Dalla storia vera del ragazzino di Concordia Sagittaria, nominato “Alfiere della Repubblica” per le cure prestate al padre malato di Alzheimer, esce in sala “Per te” di Alessandro Aronadio. Tocco leggero, forse ingenuo, ma capace di fa riemergere i buoni sentimenti sotto il pelo dell’acqua della vita borghese
After the Hunt – Dopo la caccia
Regia: Luca Guadagnino
Cast: Julia Roberts, Andrew Garfield, Ayo Edebiri, Michael Stuhlbarg, Chloë Sevigny
Durata: 138’
“After the Hunt – Dopo la caccia” è un film complesso, multiforme, quasi un pamphlet filosofico che affronta temi cruciali della contemporaneità, partendo dalla storia di Alma (Julia Roberts, densa e respingente), una affermata e sofisticata professoressa di Yale, costretta a fare i conti con il proprio passato traumatico e, soprattutto, con se stessa, dopo che una studentessa (Ayo Edebiri) del suo dipartimento di filosofia le confessa di essere stata molestata da Hank (Andrew Garfield), collega e amico intimo di Alma.
Luca Guadagnino, nel firmare la sua decima regia (la quarta in poco più di due anni: una prolificità che non sempre è proporzionale alla qualità) riflette sul concetto di verità, ma anche su quello di ambizione (tutti i personaggi, tranne l’amorevole e devoto marito di Alma, che sembra l’unico “giusto” in una terra di “ingiusti”, lottano, infine, per mantenere o acquisire uno status) e della percezione del nostro essere da parte degli altri e di noi stessi.

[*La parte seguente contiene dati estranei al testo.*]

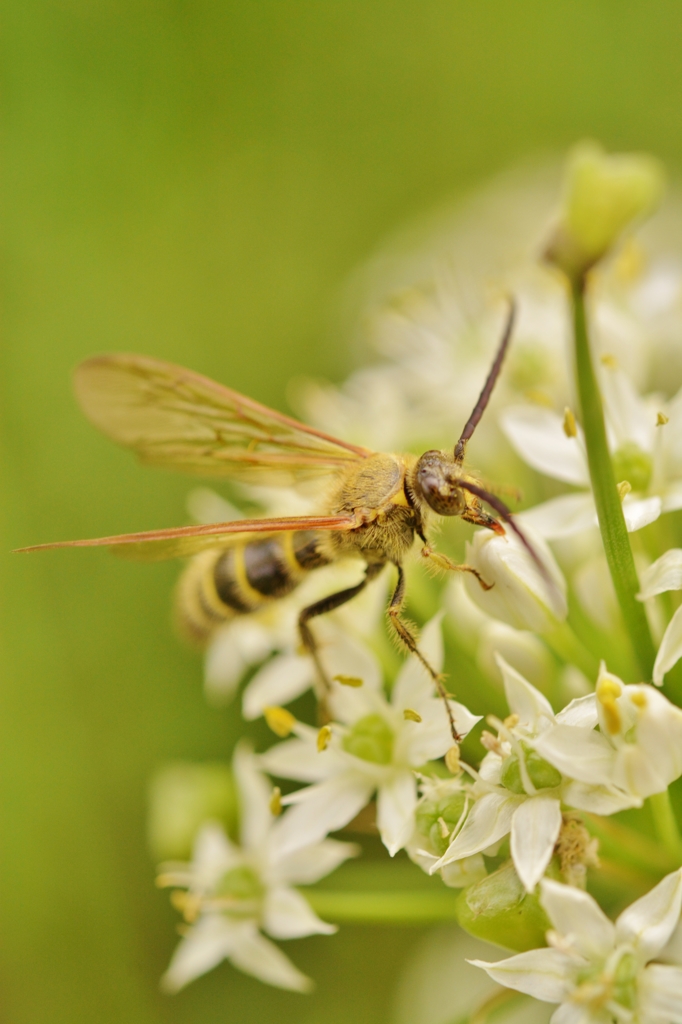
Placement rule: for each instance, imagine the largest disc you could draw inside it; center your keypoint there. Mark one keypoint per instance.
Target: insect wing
(176, 542)
(176, 418)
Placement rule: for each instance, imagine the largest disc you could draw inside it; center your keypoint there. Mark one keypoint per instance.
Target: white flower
(665, 574)
(518, 593)
(601, 972)
(520, 792)
(427, 304)
(373, 744)
(442, 806)
(638, 748)
(235, 893)
(644, 436)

C’è (forse) il comportamento molesto e predatorio di Hank sul banco degli imputati, ma c’è anche l’ambiguità di Alma di fronte alla confessione della studentessa (che la fa vacillare nel sentimento di solidarietà femminile) e lo scontro con una generazione più giovane, cresciuta nella bambagia e così pigra da ambire, al massimo, alla mediocrità.
Ci sono le dinamiche di potere (uomo-donna; mentori-pupilli) e dissertazioni sul vecchio e nuovo patriarcato. Dopo le allucinazioni borroughsiane di “Queer” in cui l’immagine aveva una grammatura importante, Guadagnino lascia che in “After the Hunt” (presentato Fuori Concorso all’ultima Mostra del Cinema di Venezia) sia la parola a prendere il sopravvento. Il risultato è ambivalente: la scrittura è, a tratti, estenuante anche se, in fondo, è la cifra stessa di un film che vuole essere sofisticato e nega ai suoi stessi personaggi una linearità nell’azione che impedisce di comprenderli fino in fondo e di amplificare le contraddizioni di cui sono intrisi.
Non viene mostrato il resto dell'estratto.